No One Has Seen the Bayeux Tapestry Like This in 1,000 Years
Starting September 10, 2026, the Bayeux Tapestry goes on display at the British Museum in London – for the first time in nearly 1,000 years.
It has never been shown in the UK since it was made. Not once. And it won’t be here forever: the exhibition runs until July 11, 2027.
Think of it as the world’s oldest graphic novel. It’s 70 metres long – that’s roughly the length of two full basketball courts laid end to end – and it tells the story of the Norman Conquest of England in 1066.
Through 58 scenes, 626 characters, and 202 horses, it captures everything from political intrigue at the English court to the chaos of the Battle of Hastings.
It’s embroidered in wool thread on linen cloth, and it was made right around the same time as the events it depicts.
Here’s what ties France and England together: it was almost certainly commissioned by a Norman patron and sewn by English embroiderers. It belongs to both countries – that tension is part of what makes it so fascinating.
A Display Unlike Anything Before

For decades, visitors to the Bayeux Tapestry Museum in Normandy saw the tapestry displayed vertically, curved around a specially built case. That’s how it has always been shown.
The British Museum is doing something completely different.
The full 70 metres will be laid flat in one continuous, specially designed display case – so you can see the entire thing in an unbroken line for the first time. Digital elements will also be integrated to help bring the medieval scenes to life.
It won’t be a passive experience. You walk the full length of it. That’s a lot of history to take in over 40 minutes.
The tapestry won’t be alone. The British Museum is surrounding it with loans that most visitors will never have seen alongside the tapestry before.
The Junius II manuscript, produced around AD 1000 in Canterbury and held by the Bodleian Libraries at Oxford, is thought to have directly influenced the tapestry’s depictions of clothing, ships, and everyday objects.
The Chew Valley Hoard – a collection of silver pennies from the reigns of both Harold II and William I – will be on loan from the South West Heritage Trust.
Those coins were buried shortly after the Norman Conquest, likely during unrest in the southwest of England as William consolidated power.
There’s also a charter written by William I to the citizens of London in 1067, composed in Old English. It promises the new king would uphold the laws of Edward the Confessor.
A political document, essentially – and a remarkable one to see in person.
And in exchange for all of this, British treasures travel the other direction. Sutton Hoo artifacts and the Lewis chess pieces are heading to museums in Normandy. A genuine cultural exchange between two countries.

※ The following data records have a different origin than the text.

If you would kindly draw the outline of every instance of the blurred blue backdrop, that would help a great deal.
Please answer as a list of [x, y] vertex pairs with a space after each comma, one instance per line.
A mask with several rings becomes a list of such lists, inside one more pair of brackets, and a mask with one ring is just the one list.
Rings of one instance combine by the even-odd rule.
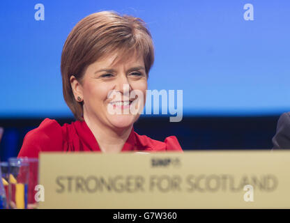
[[[37, 3], [45, 20], [36, 21]], [[254, 20], [245, 20], [246, 3]], [[62, 95], [62, 47], [86, 15], [116, 10], [144, 20], [155, 61], [148, 89], [183, 91], [182, 122], [145, 118], [135, 129], [183, 149], [269, 148], [290, 111], [290, 1], [1, 1], [0, 159], [45, 117], [72, 121]], [[154, 126], [153, 128], [152, 128]]]
[[[34, 6], [45, 6], [36, 21]], [[245, 3], [254, 20], [244, 20]], [[60, 59], [76, 23], [100, 10], [143, 19], [155, 61], [150, 89], [183, 89], [183, 114], [290, 110], [290, 1], [1, 1], [0, 118], [72, 116]]]

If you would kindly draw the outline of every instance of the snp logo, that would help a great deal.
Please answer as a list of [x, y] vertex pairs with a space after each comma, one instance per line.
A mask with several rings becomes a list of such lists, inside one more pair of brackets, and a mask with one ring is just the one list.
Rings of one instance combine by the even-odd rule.
[[167, 167], [172, 166], [174, 167], [180, 167], [181, 164], [181, 161], [178, 158], [152, 158], [151, 159], [151, 167]]

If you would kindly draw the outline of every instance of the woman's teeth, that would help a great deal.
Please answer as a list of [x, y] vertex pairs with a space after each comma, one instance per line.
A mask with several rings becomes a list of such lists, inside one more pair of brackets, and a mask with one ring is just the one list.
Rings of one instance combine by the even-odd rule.
[[123, 106], [123, 105], [129, 105], [130, 104], [130, 101], [125, 101], [125, 102], [110, 102], [110, 104], [115, 105], [117, 106]]

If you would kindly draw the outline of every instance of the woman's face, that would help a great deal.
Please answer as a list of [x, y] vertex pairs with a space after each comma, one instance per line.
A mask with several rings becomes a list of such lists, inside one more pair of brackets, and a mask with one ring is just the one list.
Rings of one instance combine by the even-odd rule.
[[139, 116], [139, 112], [131, 112], [138, 103], [142, 110], [147, 77], [142, 56], [113, 63], [116, 56], [112, 54], [89, 66], [77, 90], [84, 100], [84, 117], [121, 129], [132, 126]]

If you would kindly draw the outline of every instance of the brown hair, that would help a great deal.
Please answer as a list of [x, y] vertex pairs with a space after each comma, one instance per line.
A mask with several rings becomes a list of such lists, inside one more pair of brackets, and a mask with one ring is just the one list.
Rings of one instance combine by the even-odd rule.
[[148, 76], [154, 61], [154, 48], [143, 20], [102, 11], [82, 19], [68, 35], [61, 54], [61, 71], [64, 100], [77, 120], [84, 120], [82, 102], [75, 99], [70, 77], [82, 82], [90, 64], [114, 52], [122, 60], [132, 52], [143, 56]]

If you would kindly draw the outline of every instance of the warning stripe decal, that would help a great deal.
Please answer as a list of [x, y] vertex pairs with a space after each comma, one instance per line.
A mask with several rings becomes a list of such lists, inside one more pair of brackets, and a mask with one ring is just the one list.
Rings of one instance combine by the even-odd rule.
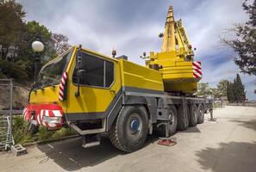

Getting Tickets – Don’t Wait
Public tickets go on sale July 1, 2026, and the first batch covers visits between September and December 2026 only. Expect them to move fast.
Prices run from £25 to £33 depending on day and time – that’s roughly $32 to $42 for American visitors at current exchange rates. Under-16s get in free with an adult.
The British Museum drew 6.5 million visitors in 2024. They’re projecting 7.5 million for 2026 driven almost entirely by this exhibition.
George Osborne, Chair of Trustees, called it “without doubt the biggest year in the Museum’s history.”
When You Go
Plan around September or October if fall travel is on your radar. London’s shoulder season pricing tends to be gentler, and the crowds, while significant, will be more manageable than peak summer.
The Bayeux Tapestry Museum in Normandy, where the tapestry normally lives, is closed for major renovation until at least October 2027. When the tapestry returns, it goes directly into a brand-new museum built around it.
This window – September 2026 to July 2027 – is the only time in your lifetime you are likely to see it outside of France.